As famine looms, a chance for the NHS to sharpen its act

by  Alan Maynard 09 March 2007

The government needs to measure its success, rather than being so focused on action.

The next financial year, starting in April 2007, is the last year of feast before the Blair funding bonanza wanes and the familiar funding famine returns to the NHS. This relative famine is to be welcomed as whilst the benefits of increased funding are evident and not inconsiderable, much of the additional resource, for instance pay increases, appears to have been wasted with little benefit to patients or taxpayers.

Greater parsimony in funding will rightly focus the NHS on productivity. Economic history shows that for the economy in general, productivity tends to increase most rapidly in periods of economic distress. Service development in future depends on rooting out inefficient practices to fund innovation. The demand of Blair in 2000 that the NHS ‘act smarter’, will now have to be translated into practice if public expectations of the NHS are to be met.

Unusually the financial and contracting framework for 2007-8 has already been articulated quite comprehensively The operating framework has set out the service priorities as the 18 week maximum waiting time target from GP referral to the start of treatment for elective procedures, reductions in MRSA and other infections, achieving financial health and reducing health inequalities and promoting population health and well-being.

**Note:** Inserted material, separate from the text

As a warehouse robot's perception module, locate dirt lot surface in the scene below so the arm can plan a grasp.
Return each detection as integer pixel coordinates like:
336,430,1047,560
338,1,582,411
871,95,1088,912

This operating framework has been complemented by clear instructions to Primary Care Trusts to improve their commissioning with explicit capacity planning that is consistent with NHS targets, and by publication of tariff uplifts for 2007-8.

Payment by results (PbR) tariffs are to rise by two and a half per cent, with emergency activity funded at tariff up to the 2005-6 out-turn level and subsequently at fifty per cent. As in 2006-7 the hope is that this two-part tariff will moderate emergency referral growth and incentivise improved care in the community.

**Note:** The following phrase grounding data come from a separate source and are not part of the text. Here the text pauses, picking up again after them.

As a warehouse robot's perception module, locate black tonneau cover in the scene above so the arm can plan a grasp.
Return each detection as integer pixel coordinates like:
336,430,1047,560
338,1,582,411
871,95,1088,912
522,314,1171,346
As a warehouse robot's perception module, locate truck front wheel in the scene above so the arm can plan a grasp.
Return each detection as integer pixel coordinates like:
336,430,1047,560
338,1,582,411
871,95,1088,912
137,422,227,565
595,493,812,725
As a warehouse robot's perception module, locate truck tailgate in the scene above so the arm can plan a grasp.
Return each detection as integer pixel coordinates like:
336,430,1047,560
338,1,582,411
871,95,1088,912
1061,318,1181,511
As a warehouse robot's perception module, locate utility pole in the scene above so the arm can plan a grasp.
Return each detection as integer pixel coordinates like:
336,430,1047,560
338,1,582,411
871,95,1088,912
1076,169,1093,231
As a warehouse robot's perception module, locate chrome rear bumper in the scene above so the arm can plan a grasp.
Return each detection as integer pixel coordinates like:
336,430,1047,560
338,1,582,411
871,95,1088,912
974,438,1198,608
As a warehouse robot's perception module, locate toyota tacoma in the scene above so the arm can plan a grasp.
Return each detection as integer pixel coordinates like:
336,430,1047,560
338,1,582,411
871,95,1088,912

Probably strictures about funding balance, together with top slicing at national and regional levels will produce the financial balance needed for Ms Hewitt to keep her job. The real challenge now is to produce the conditions for a productivity surge in NHS activity.

Three departmental committees are separately (and independently) addressing the issue of outcome measurement. The crucial policy issue is whether the increased spending has increased activity productivity and if it has or has not, has the additional funding increased patient outcome productivity.

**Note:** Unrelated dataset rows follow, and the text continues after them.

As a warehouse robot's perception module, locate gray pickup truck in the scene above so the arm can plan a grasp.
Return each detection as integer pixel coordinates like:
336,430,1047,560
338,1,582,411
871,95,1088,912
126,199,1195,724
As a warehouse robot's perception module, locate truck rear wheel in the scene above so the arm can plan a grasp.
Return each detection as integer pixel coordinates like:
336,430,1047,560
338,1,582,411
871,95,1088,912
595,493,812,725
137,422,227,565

The concern is not merely to do more for patients but demand evidence that increased activity improves patient reported outcome (PROM). The means to measure PROM have existed for decades but government and the medical profession is fixated with mere activity rather than whether increased activity improves patients’ mental and physical well-being.

With PROM it will be easier to identify what does and doesn’t benefit the patient and shift resources to more productive interventions. Change, however, will have to be incentivised. Currently both the GP and consultant contracts ignore the issue of success as measured by PROM. This must change and might best be done by incorporating PROM into the general practitioners’ Quality Outcome Framework (QOF), i.e. pay them to measure and manage their patients’ outcomes.

Outcome measures could also be used to alter consultant behaviour. By incorporating comparative data on activity and outcomes of individual consultants in job planning, appraisal, the allocation of clinical excellence awards and revalidation, practitioners could be incentivised to collect robust data and be more transparent in their practices.

Such reforms would improve both professional self government and the ability of managers to control resource use and engineer change. At present much of clinical practice is a black box to most managers. Clinicians do not regulate each other’s activities explicitly and professionally. Non-clinical managers remain anxious not to antagonise clinicians, whose goodwill is essential to meet government targets. Collaboration with clinical colleagues is important but the reactionary behaviours of a minority should not be allowed to perpetuate inefficient practices that damage patients and taxpayers.

As the NHS feast wanes, the management and policy focus on meaningful measurement and incentivisation of behaviours that improve patient outcomes must increase. Without this essential impetus to productivity enhancement, the NHS could become very sick indeed and may be treated with the usual evidence-free policies that perpetuate inefficiency and increase already significant inequalities in health.

 

Alan Maynard is Professor of Health Economics at the University of York and Adjunct Professor, Centre for Health Economics, University of Technology, Sydney, Australia. He is also Chair of the York NHS Trust.